Shirokov bu rolü, “Benim bölümüm grubun FAVÖK’ünün yüzde 60’ını üretiyordu. Bunu dışarıya çıkarıp ayrı bir şirket olarak düşündüğünüzde, o zamanın kriterleriyle Yandex’in ardından Rusya’nın ikinci büyük internet şirketi ile karşılaşırdınız. Bu şekilde Rusya’da yapabileceğim her şeyi başarmıştım ve Rusya’nın dışına çıkıp global ölçekte bir şey yapmak istedim” diyor.

Shirokov bu aşamaya geldiğinde uluslararası alanda gerçekleştirilecek fikirlerin arayışına giriyor. Rusya’nın dünyanın bütünü ile karşılaştırıldığında küçük bir parça olduğuna işaret eden Shirokov, “Her yerde ya da en azından her yerin önemli bir bölümünde hayata geçirilebilecek bir şey bulmalıydık. Bu bizi e-ticaretin mobil şekline götürdü çünkü Çin örneğini gördük. Çin’deki e-ticaret kullanıcı deneyimi ve bütün sosyal özelliklerle entegrasyon gibi boyutlarıyla dünyanın en gelişmiş örneğini oluşturuyordu. Alibaba o zamanlar bütün e-ticaret işlemlerinin cep telefonları üzerinden gerçekleştiğini açıklıyordu. Batıya dönüp Rusya, Avrupa ve ABD’ye baktığınızda bu oran ülkelere göre yüzde 25 ile 30 arasında değişiyordu” diyor.

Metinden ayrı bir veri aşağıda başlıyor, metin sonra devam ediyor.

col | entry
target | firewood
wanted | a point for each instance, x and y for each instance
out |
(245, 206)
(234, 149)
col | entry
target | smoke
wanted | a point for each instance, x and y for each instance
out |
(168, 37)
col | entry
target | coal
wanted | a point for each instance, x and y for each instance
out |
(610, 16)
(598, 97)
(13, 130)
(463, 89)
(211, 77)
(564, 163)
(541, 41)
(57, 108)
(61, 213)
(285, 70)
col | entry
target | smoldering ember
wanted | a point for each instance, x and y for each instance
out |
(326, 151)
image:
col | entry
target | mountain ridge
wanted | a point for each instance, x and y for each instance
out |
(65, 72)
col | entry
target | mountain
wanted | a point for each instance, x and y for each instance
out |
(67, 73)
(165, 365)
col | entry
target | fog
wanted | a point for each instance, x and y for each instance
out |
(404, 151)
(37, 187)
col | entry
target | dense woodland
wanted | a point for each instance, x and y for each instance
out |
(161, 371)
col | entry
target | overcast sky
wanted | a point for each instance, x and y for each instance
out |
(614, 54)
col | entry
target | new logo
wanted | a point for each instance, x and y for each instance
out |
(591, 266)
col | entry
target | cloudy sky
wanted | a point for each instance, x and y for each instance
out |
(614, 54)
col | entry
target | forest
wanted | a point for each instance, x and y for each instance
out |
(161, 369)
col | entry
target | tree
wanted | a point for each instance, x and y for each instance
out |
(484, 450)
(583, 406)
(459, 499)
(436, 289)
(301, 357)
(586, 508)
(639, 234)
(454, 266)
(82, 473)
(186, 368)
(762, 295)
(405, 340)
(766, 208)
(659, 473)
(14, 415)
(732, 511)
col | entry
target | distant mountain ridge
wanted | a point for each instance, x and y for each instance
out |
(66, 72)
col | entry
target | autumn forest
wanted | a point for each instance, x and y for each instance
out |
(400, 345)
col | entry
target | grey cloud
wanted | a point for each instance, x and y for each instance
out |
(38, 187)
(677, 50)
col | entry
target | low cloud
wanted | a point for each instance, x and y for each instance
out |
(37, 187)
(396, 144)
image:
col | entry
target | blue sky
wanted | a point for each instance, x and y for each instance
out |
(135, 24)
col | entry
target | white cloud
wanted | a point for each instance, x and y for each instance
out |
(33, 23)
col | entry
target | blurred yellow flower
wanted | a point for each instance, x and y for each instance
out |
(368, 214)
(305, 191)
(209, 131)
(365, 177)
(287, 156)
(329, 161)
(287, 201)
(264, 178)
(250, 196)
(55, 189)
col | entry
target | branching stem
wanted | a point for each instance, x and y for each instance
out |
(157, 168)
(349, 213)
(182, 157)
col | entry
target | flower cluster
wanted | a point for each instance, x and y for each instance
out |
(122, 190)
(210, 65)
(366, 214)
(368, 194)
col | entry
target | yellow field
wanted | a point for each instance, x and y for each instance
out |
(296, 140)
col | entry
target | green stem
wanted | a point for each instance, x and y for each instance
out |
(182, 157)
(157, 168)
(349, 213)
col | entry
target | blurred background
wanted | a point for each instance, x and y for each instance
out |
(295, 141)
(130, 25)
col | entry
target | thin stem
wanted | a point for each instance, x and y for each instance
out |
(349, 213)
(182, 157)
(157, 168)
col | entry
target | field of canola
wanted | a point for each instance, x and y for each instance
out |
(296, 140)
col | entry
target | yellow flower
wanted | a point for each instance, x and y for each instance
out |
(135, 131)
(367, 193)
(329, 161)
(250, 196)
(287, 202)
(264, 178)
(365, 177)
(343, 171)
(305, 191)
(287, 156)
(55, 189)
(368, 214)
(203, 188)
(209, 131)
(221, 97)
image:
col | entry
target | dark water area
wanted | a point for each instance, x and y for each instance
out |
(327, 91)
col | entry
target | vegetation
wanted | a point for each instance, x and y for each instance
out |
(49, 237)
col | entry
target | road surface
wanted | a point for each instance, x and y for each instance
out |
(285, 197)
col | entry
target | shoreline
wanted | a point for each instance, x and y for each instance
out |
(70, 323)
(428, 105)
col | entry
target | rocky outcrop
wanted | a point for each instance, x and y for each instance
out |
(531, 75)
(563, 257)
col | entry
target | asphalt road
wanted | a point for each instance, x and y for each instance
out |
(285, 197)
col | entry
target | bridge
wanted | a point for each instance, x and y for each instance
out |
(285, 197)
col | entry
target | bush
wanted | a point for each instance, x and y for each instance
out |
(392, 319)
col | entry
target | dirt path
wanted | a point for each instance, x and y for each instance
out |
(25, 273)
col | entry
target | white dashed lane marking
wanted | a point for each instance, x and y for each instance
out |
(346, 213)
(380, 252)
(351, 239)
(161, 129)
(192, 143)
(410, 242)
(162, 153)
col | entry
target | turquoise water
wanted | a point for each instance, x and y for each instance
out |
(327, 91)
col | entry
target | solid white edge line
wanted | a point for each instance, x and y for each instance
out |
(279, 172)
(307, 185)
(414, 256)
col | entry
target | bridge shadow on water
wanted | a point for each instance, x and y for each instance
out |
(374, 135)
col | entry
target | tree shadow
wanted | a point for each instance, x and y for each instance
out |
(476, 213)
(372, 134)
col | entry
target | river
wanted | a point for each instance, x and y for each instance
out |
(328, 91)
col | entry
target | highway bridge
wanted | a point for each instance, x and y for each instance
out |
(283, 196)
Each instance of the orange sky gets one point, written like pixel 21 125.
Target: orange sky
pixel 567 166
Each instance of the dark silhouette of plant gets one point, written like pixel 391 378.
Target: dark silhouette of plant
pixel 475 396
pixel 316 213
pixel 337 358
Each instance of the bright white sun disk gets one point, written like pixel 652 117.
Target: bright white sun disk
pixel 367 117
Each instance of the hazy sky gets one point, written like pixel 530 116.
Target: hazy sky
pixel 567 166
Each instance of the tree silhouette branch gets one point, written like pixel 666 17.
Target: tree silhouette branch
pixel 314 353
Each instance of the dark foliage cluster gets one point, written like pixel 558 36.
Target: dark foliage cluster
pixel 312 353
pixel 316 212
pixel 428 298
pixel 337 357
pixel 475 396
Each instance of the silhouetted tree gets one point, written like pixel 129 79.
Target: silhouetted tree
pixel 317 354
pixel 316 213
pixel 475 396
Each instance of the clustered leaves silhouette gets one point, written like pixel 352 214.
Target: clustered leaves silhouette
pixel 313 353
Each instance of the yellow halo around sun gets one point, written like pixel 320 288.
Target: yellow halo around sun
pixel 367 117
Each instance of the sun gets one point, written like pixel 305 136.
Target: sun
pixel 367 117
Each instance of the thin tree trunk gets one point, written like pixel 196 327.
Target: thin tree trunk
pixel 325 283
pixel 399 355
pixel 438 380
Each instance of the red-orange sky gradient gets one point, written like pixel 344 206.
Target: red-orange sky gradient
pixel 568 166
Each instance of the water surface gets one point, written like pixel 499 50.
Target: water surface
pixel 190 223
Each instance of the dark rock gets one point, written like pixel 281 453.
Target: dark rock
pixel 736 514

Shirokov bu rakamlara bakarak büyüyeceğini düşündüğü mobil ticaret alanına adım atıyor ve Çinli tüccarla çalışmaya başlıyor. Bu kararı almalarının sebebi, Çinli tüccarın mallarını dünyanın her yanına ulaştırmanın yolunu bilmesi oluyor. Shirokov, “Bunun anlamı dünyanın her yanında reklam yaparak insanların bizim sunduğumuz sisteme ihtiyacı olup olmadığını tespit edebileceğimiz ve talep gören malı buraya ulaştırmakta sorun yaşamayacağımızdı. Reklam yapmaya başladığımızda ilk olarak Rusya’dan ve ardından Avrupa’dan olumlu tepki aldık” diyor.

Bugün geldiğimizde Ortadoğu JOOM’en hızlı büyüyen bölgesi haline gelmiş durumda. 100’den fazla ülkeye sevkiyat yapan JOOM’un pazarlarının büyüklüklerine göre sıralamasında birinciliği Avrupa ve ikinciliği Rusya alıyor. Shirokov, hızla büyüyen Ortadoğu’nun birkaç ay içinde üçüncü büyük pazarları haline gelmesini bekliyor. Ortadoğu’da şu anda Suudi Arabistan ve Birleşik Arap Emirlikleri’nde varlık gösteren JOOM, Katar gibi küçük nüfuslu ülkelere ve Mısır’a genişlemeyi planlıyor.

18 Haziran’da Shirokov ile görüştüğümüzde JOOM’un üçüncü yaş gününü kutlamalarının üzerinden sadece bir hafta geçmişti. Bu değerlendirmeler o zamana ait. Bir sonraki doğum gününde Türkiye ile ilgili rakamların da daha netleşmesini sağlayacak. Shirokov, iyi rakamalar elde edeceğinden umutlu: “Bunun için buraya geldim” diyor.